Closer, and better for families, is the walk to the Fuente Caputa pools. Follow the signposted riverbed south-east for twenty minutes to reach a string of natural tanks deep enough to swim. The stone is smooth but slippery – jelly shoes are ideal. In August the water temperature hovers around 23 °C, cool enough to counter the heat rash you probably picked up on the coast.
Back in town, refuel with a pastel de cierva, a dense game pie encased in hot-water pastry. It looks and slices like a British pork pie, but the filling is wild boar marinated in clove and anise. Order it at Restaurante Paco’s with a caña of local beer and you’ll pay €4.50 – roughly the cost of a single London tube stop.
How to Get There, and When to Turn Back
Alicante airport to Mula takes 55 minutes on the A-7 and RM-15 motorways; after the Lorca turn-off the road empties and the hills close in. Car hire is essential – public transport involves a train to Murcia, a suburban train to Alcantarilla, and a bus that arrives too late for lunch. In winter, the altitude can bring morning frost; the RM-15 is gritted, but the final two-kilometre climb into the old town becomes a glassy slide in January. If snow is forecast (once every three or four years) park at the lower public car park by the sports centre and walk up.
Spring and autumn are kindest. April delivers daytime 23 °C and almond blossom scent drifting through open windows. October sees the grape harvest; farmers sell 5-kilo crates of muscatel grapes for €3 outside the Thursday market, and the evening air smells like warm wine. August is for heat-seekers only; many shops shutter from 14:00 to 18:00, and the municipal pool charges a modest €2 for a day ticket that includes cold showers and a bar serving frozen lemonade.

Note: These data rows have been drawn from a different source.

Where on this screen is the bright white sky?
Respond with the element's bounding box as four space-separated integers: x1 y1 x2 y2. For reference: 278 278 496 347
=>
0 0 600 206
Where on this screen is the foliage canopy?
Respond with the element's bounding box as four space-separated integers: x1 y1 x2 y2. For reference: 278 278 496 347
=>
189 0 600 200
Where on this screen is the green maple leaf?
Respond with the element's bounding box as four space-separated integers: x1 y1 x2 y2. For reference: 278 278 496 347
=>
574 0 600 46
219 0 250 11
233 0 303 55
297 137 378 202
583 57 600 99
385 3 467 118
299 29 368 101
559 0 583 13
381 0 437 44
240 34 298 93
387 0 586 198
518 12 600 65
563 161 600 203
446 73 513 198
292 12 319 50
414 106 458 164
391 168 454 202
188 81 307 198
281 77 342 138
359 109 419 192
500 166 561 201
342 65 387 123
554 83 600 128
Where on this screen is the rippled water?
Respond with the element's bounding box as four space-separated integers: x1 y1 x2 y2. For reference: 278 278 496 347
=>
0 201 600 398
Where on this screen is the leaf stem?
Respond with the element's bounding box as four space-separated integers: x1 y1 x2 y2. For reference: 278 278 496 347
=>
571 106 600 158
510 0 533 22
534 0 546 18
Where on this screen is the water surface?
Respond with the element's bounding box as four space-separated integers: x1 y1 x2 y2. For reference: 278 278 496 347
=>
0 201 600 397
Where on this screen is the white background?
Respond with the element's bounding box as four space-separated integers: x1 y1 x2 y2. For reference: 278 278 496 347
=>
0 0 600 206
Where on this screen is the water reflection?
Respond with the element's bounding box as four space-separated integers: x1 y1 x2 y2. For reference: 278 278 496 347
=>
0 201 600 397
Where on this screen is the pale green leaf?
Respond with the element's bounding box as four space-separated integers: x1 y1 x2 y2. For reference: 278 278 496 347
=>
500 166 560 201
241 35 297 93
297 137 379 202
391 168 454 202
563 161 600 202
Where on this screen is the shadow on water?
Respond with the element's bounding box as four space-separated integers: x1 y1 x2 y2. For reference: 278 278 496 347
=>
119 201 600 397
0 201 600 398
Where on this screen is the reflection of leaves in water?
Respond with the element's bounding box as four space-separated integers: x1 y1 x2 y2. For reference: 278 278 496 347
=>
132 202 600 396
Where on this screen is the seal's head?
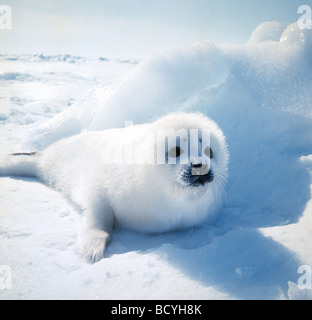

What You Won’t Find, and Might Miss
There is no souvenir tat, no Irish bar, no boat trip, no flamenco tablaos. Wi-Fi is patchy in the upper lanes; WhatsAudio messages sometimes download only when you descend to the plaza. That is, depending on temperament, either deprivation or relief. What you do get is a town that still manufactures door hinges in a back-street forge, a bakery that will warm your croissant if you arrive before eight, and an Easter Tuesday when the entire population becomes percussion.
Leave before sunrise the next day and the drums echo behind you like distant artillery. By the time you reach the motorway the hills have closed their circle, and the coast – with its full English breakfasts and two-for-one happy hours – feels further away than a mere hour’s drive.